The next morning smelled like paper and old coffee.

Daniel arrived early, the way he had been doing more often lately. The building wasn't awake yet — lights still half-dim, the front desk quiet except for the hum of the heater struggling against the cold. He signed in, nodded to the guard, and took the stairs instead of the elevator.

It gave him time to think.

The woman's file from the night before sat exactly where he'd left it. He hadn't touched it again. He hadn't needed to. Once a pattern settled in his head, it didn't leave.

He logged new arrivals first. A burglary report. A domestic call that ended without charges. A stolen vehicle recovered two blocks from where it went missing. The rhythm of intake steadied him — names, dates, locations, all pretending to be separate things.

Halfway through the stack, he paused.

Not because of the paperwork.

Because of the reflection in the glass cabinet across the room.

At first, it didn't register as wrong. Just… different. The overhead lights were harsher than usual, casting pale lines across the room. Daniel leaned slightly to the side, adjusting his angle, and caught his reflection again.

His hair looked lighter.

He frowned faintly, more puzzled than alarmed, and stepped closer. The cabinet glass was scratched and clouded, not a mirror anyone trusted. He ran a hand through his hair, checking for dust or residue.
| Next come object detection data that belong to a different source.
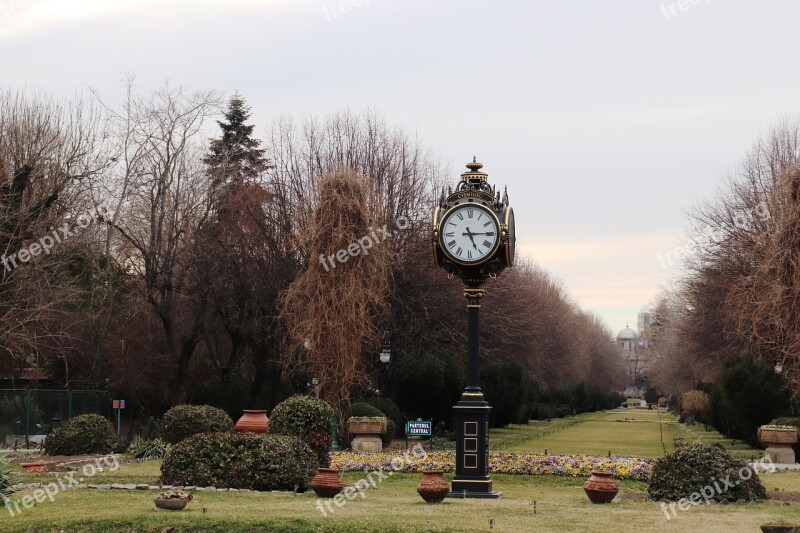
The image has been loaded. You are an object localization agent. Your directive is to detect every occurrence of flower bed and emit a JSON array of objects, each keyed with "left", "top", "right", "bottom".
[{"left": 331, "top": 452, "right": 652, "bottom": 481}]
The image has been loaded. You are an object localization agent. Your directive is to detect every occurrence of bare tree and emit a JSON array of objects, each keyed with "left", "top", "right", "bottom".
[{"left": 105, "top": 86, "right": 220, "bottom": 404}]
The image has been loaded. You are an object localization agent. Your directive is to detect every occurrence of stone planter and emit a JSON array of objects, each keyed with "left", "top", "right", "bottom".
[
  {"left": 417, "top": 470, "right": 450, "bottom": 503},
  {"left": 347, "top": 420, "right": 383, "bottom": 435},
  {"left": 347, "top": 420, "right": 383, "bottom": 452},
  {"left": 233, "top": 409, "right": 269, "bottom": 433},
  {"left": 19, "top": 461, "right": 48, "bottom": 474},
  {"left": 583, "top": 470, "right": 619, "bottom": 503},
  {"left": 758, "top": 426, "right": 797, "bottom": 464},
  {"left": 311, "top": 468, "right": 344, "bottom": 498}
]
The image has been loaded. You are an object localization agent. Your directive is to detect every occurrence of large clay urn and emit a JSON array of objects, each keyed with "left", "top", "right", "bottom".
[
  {"left": 583, "top": 470, "right": 619, "bottom": 503},
  {"left": 758, "top": 426, "right": 797, "bottom": 464},
  {"left": 233, "top": 409, "right": 269, "bottom": 433},
  {"left": 417, "top": 470, "right": 450, "bottom": 503},
  {"left": 311, "top": 468, "right": 343, "bottom": 498}
]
Nothing came away on his fingers.

Under the light, the dark brown he was used to seeing thinned into something paler at the edges. Not gray. Not white. Just… lighter. Muted. Like color that had been washed too many times.

He straightened.

The change wasn't dramatic enough to feel urgent. If he hadn't been looking for it — if he hadn't spent years noticing small things — he might have missed it entirely.

He dismissed it and went back to work.

For a while, everything held.

Then a clerk walked past his desk, slowed, and hesitated just enough to be noticed.

"New shampoo?" she asked, half-smiling.

Daniel glanced up. "No."

She shrugged. "Huh. Must be the lights."

She kept walking.

Daniel watched her go, then looked back at the cabinet.

The light hadn't changed.

He didn't feel different.

No surge. No clarity. No sense of power shifting or settling. The hum beneath his skin stayed steady, unbroken, as constant as it had always been.

But something had finished.

He understood that without knowing how.

Later, while pulling archived boxes from the back shelves, he caught his reflection again — this time in the dark screen of a powered-down monitor. His eyes looked the same at a glance. Dark. Unremarkable.

Up close, they weren't.

There was a faint lightness at their center, barely visible unless he leaned in. Not a glow. Not a color shift anyone would name. Just a thinning of the darkness, like frost under glass.

Daniel leaned back.

If this were happening to anyone else, he would have documented it. Marked the date. Looked for causes. Environmental factors. Stress.

Instead, he let it be.

Some things didn't announce themselves because they weren't new.

They were overdue.

By midday, he stopped checking.

The work took over again — questions, files, cross-references that refused to align. He flagged nothing, said nothing, and did exactly what he'd been hired to do.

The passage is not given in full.